Evaluation and analysis of past decisions are complementary to decision-making. See also mental accounting and Postmortem documentation.

Neuroscience

Decision-making is a region of intense study in the fields of systems neuroscience, and cognitive neuroscience. Several brain structures, including the anterior cingulate cortex, orbitofrontal cortex, and the overlapping ventromedial prefrontal cortex are believed to be involved in decision-making processes. A neuroimaging study found distinctive patterns of neural activation in these regions depending on whether decisions were made on the basis of perceived personal volition or following directions from someone else. Patients with damage to the ventromedial prefrontal cortex have difficulty making advantageous decisions.

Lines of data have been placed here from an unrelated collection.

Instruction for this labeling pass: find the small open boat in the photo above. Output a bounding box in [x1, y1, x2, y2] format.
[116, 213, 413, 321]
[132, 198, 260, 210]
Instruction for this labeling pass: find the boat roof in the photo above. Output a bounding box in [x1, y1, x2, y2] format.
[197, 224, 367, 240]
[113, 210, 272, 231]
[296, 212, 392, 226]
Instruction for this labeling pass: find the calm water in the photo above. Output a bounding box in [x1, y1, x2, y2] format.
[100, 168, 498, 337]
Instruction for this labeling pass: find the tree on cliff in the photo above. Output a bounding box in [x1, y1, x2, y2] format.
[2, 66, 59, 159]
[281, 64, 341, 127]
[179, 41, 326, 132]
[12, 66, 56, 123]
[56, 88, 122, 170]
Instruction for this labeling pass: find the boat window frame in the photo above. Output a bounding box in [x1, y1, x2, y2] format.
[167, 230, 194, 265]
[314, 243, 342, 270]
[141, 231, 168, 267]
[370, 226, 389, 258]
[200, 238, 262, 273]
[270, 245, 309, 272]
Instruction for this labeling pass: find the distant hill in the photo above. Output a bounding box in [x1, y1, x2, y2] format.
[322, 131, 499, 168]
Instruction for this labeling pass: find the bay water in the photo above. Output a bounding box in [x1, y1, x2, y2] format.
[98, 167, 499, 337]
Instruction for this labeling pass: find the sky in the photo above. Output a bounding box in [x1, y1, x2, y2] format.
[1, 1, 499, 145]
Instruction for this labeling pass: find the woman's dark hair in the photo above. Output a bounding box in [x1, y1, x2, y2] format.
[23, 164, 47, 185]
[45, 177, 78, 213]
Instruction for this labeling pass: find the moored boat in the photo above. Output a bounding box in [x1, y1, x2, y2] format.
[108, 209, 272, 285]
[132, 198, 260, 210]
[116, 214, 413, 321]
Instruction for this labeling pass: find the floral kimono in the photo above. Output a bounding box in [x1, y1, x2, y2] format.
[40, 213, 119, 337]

A common laboratory paradigm for studying neural decision-making is the two-alternative forced choice task, in which a subject has to choose between two alternatives within a certain time. A study of a two-alternative forced choice task involving rhesus monkeys found that neurons in the parietal cortex not only represent the formation of a decision but also signal the degree of certainty associated with the decision. A 2012 study found that rats and humans can optimally accumulate incoming sensory evidence, to make statistically optimal decisions. Another study found that lesions to the ACC in the macaque resulted in impaired decision-making in the long run of reinforcement guided tasks suggesting that the ACC may be involved in evaluating past reinforcement information and guiding future action. It has recently been argued that the development of formal frameworks will allow neuroscientists to study richer and more naturalistic paradigms than simple 2AFC decision tasks; in particular, such decisions may involve planning and information search across temporally extended environments.